At approximately 3am on 8 October 1902 a series of falls of earth occurred at the Broken Hill Central Mine, causing the deaths of two miners.

The mine

The mine was a silver-lead mine with the lowest working levels at 800 feet below the surface.  The ore was raised by drives and crosscuts. The lode was irregular and very extensive, sometimes 300 feet in width.

At the time of the incident, the working system used when the ore was soft or unsafe involved square-set timbering filled with mullock. Where the ore was hard or solid, it was worked in stopes. As the ore was removed it was replaced by mullock and each layer of mullock became solidified to the consistency of the original ore body. Over time gradual shrinkage of the mullock caused settlement and where that got beyond control, it became creep.

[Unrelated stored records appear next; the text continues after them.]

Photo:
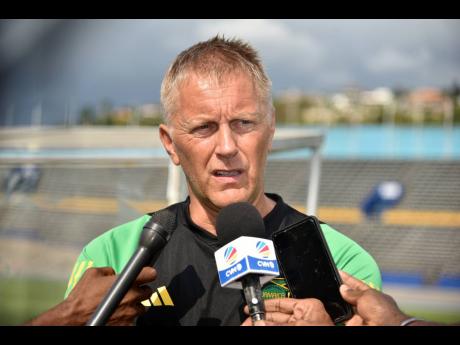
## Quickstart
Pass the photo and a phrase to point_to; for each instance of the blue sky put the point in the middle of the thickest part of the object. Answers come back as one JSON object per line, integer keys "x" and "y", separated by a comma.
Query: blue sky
{"x": 70, "y": 63}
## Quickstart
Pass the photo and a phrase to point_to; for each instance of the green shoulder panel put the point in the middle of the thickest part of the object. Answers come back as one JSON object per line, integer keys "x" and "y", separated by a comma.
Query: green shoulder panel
{"x": 113, "y": 248}
{"x": 350, "y": 257}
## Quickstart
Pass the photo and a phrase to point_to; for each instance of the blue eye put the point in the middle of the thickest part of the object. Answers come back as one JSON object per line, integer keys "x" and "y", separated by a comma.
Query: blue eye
{"x": 204, "y": 129}
{"x": 243, "y": 125}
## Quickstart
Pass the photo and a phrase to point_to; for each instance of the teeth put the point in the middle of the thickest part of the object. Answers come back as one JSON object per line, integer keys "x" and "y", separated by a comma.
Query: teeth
{"x": 227, "y": 173}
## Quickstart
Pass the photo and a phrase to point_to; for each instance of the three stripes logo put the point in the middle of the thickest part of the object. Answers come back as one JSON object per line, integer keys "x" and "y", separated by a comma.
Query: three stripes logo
{"x": 159, "y": 298}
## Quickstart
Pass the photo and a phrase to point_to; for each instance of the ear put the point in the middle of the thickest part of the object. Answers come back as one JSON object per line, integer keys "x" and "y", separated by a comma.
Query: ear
{"x": 168, "y": 144}
{"x": 272, "y": 129}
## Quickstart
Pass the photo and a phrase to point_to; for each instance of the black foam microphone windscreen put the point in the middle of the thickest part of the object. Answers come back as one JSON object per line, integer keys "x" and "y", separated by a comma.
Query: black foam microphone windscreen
{"x": 239, "y": 219}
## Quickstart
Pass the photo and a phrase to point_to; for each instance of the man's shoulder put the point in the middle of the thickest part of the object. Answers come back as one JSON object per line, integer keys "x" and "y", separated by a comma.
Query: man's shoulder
{"x": 120, "y": 232}
{"x": 351, "y": 257}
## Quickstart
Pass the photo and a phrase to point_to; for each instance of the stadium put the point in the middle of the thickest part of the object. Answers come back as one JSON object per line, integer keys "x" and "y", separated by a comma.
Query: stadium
{"x": 89, "y": 180}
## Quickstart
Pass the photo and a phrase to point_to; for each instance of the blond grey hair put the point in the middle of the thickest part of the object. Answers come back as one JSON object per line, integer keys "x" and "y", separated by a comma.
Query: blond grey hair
{"x": 215, "y": 58}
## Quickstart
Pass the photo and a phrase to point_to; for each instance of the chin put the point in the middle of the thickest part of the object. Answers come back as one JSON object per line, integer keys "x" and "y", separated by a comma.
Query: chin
{"x": 224, "y": 198}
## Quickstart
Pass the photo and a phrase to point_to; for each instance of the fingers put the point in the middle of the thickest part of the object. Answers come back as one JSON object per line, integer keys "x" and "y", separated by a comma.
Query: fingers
{"x": 281, "y": 305}
{"x": 277, "y": 317}
{"x": 356, "y": 320}
{"x": 147, "y": 275}
{"x": 352, "y": 282}
{"x": 350, "y": 295}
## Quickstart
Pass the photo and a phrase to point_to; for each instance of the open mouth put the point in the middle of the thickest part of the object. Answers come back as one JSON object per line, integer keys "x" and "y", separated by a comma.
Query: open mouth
{"x": 227, "y": 173}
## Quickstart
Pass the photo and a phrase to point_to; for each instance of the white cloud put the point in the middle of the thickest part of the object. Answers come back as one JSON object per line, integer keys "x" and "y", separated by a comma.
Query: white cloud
{"x": 392, "y": 60}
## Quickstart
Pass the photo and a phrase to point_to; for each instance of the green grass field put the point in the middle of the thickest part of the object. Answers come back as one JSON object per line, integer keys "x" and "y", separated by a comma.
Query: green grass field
{"x": 23, "y": 299}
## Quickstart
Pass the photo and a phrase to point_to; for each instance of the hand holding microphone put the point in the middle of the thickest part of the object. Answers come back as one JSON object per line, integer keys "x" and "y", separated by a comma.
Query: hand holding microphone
{"x": 247, "y": 260}
{"x": 154, "y": 237}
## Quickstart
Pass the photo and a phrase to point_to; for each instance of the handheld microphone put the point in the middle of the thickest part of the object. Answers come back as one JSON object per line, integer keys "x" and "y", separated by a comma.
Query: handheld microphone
{"x": 154, "y": 237}
{"x": 248, "y": 259}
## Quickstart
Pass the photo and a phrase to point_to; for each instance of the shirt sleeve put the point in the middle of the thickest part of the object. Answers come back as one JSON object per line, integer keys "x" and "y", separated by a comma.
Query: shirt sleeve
{"x": 81, "y": 265}
{"x": 350, "y": 257}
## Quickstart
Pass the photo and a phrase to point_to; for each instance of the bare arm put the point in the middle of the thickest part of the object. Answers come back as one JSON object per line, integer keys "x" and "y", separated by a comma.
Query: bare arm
{"x": 81, "y": 303}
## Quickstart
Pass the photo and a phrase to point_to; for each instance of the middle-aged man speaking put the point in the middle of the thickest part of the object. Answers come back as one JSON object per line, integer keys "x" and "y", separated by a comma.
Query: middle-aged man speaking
{"x": 219, "y": 126}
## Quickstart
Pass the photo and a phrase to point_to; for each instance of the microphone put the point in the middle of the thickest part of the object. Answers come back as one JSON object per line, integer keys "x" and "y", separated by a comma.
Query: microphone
{"x": 154, "y": 236}
{"x": 247, "y": 260}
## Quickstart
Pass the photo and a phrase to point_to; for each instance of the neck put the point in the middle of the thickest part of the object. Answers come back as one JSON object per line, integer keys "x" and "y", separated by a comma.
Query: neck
{"x": 205, "y": 215}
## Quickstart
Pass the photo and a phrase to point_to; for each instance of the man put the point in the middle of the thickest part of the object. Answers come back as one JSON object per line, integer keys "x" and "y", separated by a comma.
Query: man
{"x": 371, "y": 308}
{"x": 219, "y": 127}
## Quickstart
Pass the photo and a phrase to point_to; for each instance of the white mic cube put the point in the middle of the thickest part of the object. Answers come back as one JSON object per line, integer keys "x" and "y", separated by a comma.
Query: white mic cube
{"x": 246, "y": 255}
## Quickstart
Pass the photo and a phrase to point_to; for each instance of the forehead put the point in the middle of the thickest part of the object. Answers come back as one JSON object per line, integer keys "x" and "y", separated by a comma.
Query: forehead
{"x": 235, "y": 90}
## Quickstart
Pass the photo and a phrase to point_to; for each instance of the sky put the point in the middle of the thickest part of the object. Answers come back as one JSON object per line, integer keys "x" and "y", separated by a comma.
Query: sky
{"x": 67, "y": 64}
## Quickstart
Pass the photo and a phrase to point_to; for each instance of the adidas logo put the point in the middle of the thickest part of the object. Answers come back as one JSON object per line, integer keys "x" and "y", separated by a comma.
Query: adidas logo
{"x": 159, "y": 298}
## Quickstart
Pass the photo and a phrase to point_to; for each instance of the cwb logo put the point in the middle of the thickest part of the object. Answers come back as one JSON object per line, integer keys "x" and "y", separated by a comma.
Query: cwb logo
{"x": 262, "y": 249}
{"x": 230, "y": 255}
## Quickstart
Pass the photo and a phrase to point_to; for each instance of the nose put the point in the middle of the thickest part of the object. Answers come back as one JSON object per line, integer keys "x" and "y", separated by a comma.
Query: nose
{"x": 226, "y": 144}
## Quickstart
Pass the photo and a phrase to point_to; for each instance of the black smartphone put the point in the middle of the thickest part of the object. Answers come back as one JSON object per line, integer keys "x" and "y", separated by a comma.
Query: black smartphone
{"x": 308, "y": 266}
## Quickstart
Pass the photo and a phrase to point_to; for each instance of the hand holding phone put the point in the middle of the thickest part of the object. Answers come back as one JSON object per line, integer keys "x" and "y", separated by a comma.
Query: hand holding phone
{"x": 308, "y": 267}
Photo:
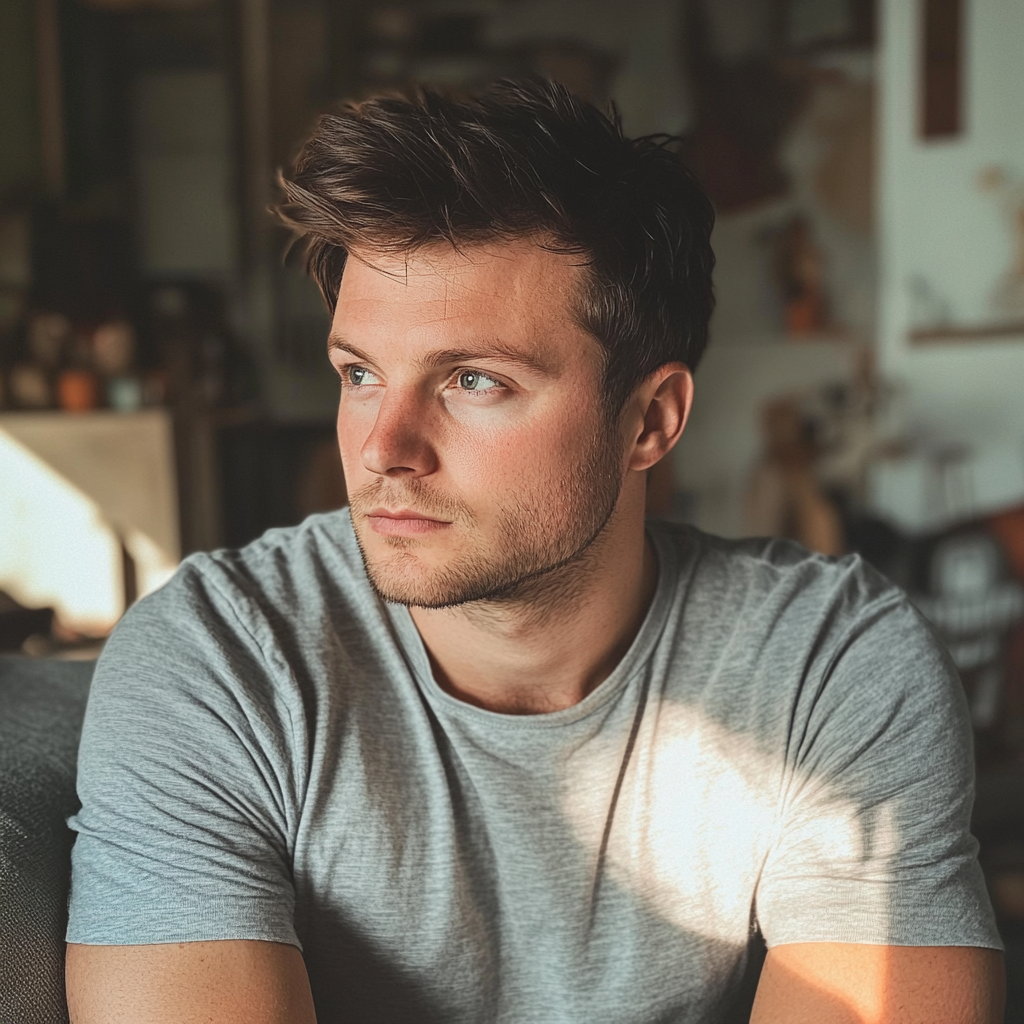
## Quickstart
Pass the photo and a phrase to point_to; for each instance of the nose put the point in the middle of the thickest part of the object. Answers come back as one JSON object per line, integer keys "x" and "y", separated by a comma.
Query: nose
{"x": 399, "y": 443}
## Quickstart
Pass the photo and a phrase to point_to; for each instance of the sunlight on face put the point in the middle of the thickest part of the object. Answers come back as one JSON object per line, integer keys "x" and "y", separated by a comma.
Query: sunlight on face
{"x": 473, "y": 436}
{"x": 694, "y": 821}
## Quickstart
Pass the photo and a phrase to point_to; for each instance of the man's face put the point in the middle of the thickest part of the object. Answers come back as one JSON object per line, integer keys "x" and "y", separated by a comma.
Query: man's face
{"x": 476, "y": 449}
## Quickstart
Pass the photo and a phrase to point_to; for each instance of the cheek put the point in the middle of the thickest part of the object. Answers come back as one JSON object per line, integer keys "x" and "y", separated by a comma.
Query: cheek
{"x": 532, "y": 458}
{"x": 352, "y": 432}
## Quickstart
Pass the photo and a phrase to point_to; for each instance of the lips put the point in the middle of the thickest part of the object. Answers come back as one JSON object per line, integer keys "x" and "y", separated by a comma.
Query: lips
{"x": 402, "y": 522}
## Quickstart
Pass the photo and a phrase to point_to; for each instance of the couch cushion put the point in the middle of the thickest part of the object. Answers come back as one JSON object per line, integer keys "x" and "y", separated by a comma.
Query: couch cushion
{"x": 41, "y": 707}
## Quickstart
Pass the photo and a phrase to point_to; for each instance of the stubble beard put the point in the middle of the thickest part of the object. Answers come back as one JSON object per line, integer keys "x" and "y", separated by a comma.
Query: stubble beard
{"x": 537, "y": 557}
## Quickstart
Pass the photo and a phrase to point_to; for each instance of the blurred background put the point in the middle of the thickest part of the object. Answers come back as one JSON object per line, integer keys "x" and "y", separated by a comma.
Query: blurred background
{"x": 163, "y": 383}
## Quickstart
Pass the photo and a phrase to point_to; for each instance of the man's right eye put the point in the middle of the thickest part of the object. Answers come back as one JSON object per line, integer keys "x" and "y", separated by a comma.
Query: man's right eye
{"x": 357, "y": 376}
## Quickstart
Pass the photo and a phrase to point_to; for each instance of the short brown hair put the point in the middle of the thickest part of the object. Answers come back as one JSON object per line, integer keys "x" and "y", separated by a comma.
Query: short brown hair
{"x": 523, "y": 158}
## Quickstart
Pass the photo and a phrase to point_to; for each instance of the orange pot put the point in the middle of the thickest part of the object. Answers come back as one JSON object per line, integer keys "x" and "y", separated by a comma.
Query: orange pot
{"x": 78, "y": 390}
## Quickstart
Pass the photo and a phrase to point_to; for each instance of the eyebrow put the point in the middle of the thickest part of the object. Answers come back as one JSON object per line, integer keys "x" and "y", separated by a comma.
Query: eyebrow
{"x": 495, "y": 349}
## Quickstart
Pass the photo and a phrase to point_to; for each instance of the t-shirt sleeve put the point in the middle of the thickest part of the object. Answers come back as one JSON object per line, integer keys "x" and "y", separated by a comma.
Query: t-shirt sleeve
{"x": 872, "y": 843}
{"x": 187, "y": 778}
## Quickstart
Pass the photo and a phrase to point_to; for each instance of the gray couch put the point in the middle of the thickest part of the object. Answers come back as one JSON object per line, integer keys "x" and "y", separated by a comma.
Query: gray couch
{"x": 41, "y": 708}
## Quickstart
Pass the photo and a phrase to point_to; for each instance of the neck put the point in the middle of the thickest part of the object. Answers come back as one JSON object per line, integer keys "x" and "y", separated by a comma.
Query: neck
{"x": 548, "y": 649}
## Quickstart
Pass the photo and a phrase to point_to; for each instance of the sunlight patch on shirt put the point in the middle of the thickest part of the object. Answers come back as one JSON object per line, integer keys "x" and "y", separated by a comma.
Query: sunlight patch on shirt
{"x": 704, "y": 813}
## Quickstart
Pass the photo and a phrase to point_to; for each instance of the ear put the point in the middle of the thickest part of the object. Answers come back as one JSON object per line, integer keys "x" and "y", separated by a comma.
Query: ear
{"x": 659, "y": 409}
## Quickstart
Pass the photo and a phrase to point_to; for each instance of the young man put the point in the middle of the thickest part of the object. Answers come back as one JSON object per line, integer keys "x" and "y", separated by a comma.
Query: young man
{"x": 485, "y": 748}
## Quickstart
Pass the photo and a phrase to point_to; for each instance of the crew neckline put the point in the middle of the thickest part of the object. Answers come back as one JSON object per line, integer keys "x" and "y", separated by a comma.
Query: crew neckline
{"x": 636, "y": 656}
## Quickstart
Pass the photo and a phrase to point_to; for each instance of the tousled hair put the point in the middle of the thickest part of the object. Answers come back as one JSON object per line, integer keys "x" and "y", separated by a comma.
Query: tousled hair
{"x": 521, "y": 159}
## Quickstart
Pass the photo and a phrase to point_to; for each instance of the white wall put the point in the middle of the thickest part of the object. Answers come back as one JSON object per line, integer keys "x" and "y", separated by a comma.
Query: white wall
{"x": 935, "y": 221}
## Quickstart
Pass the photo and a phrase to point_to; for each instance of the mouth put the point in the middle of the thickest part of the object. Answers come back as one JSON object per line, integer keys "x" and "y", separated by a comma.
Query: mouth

Mullock chutes were used to transport mullock to various parts of the mine, often from the surface to the lower levels. Sometimes the chutes became choked and mullockers would need to free the pass in order for the mullock to run through.

The incident

The incident occurred in the area of the principal chute known as B5 which was in the southern portion of the mine.

On the morning of the incident, Thomas Campbell, Leopold Jordan and Joseph Lyons were trucking mullock from the B5 chute. At approximately 3am, Mr Lyons could not locate Mr Campbell and Mr Jordan and believed they had gone up to free the pass to run the chute. A few minutes later there was a rush of wind and dust down the chute extinguishing Mr Lyon's light.

Other nearby workers came to assist, believing a fall had taken place. Although the B5 chute was still standing, Mr Campbell and Mr Jordan could not be found. Another heavy fall followed, affecting a large area of the mine. Large cavities were discovered with workings disturbed for 260 feet. During the rescue attempt it was discovered that the B5 chute had completely collapsed and although every effort was made and the scene of the collapse carefully inspected, the bodies of the two men could not be recovered.

The cause

The area where the men were working was on the boundary of the Central and Broken Hill South mines. There had been previous falls of earth on this boundary in 1892 and 1901. There had also been a huge slide in 1895 and a movement (known as creep) of about 80 feet from the boundary in June 1902. The Commissioner found that the most probable cause of the incident on 8 October 1902 was a continuation of the creep of June 1902.


In the Royal Commission report (1903), the Commissioner concluded that:

  1. The fatal incident was caused by a fall or series of falls of earth.
  2. Such a fall or falls were a continuation of previous movements in 1892 and June 1902.
  3. Managers and officials of the Central Mine used every endeavour to ensure the safety of their property.
  4. No act or omission by the manager or officials of the Broken Hill South Mine contributed to the disaster.
  5. Inspectors of mines faithfully carried out the duties of their office.
  6. With regard to future safety, the mullocking or filling of stopes and workings should have the most careful attention.
  7. All filled stopes should have constant attention, additional mullock added, and bulks wedged when necessary.
  8. The utmost endeavours be made to locate depleted stopes at the higher levels to enable the same to be filled.
  9. That pillars of ore be left on the boundaries of metalliferous mines when the width of the lode or other surrounding circumstances render such a course necessary or desirable.

This incident claimed the lives of 2 people: Thomas Jordan (19) and Leopold Campbell (21).

Ground or strata failure is a principal hazard under current regulation

Mine and petroleum site operators must prepare a principal hazard management plan which provides for the management of all aspects of risk control in relation to the principal hazard of ground or strata failure (refer clause 24, Work Health and Safety (Mines and Petroleum Sites) Regulation 2014).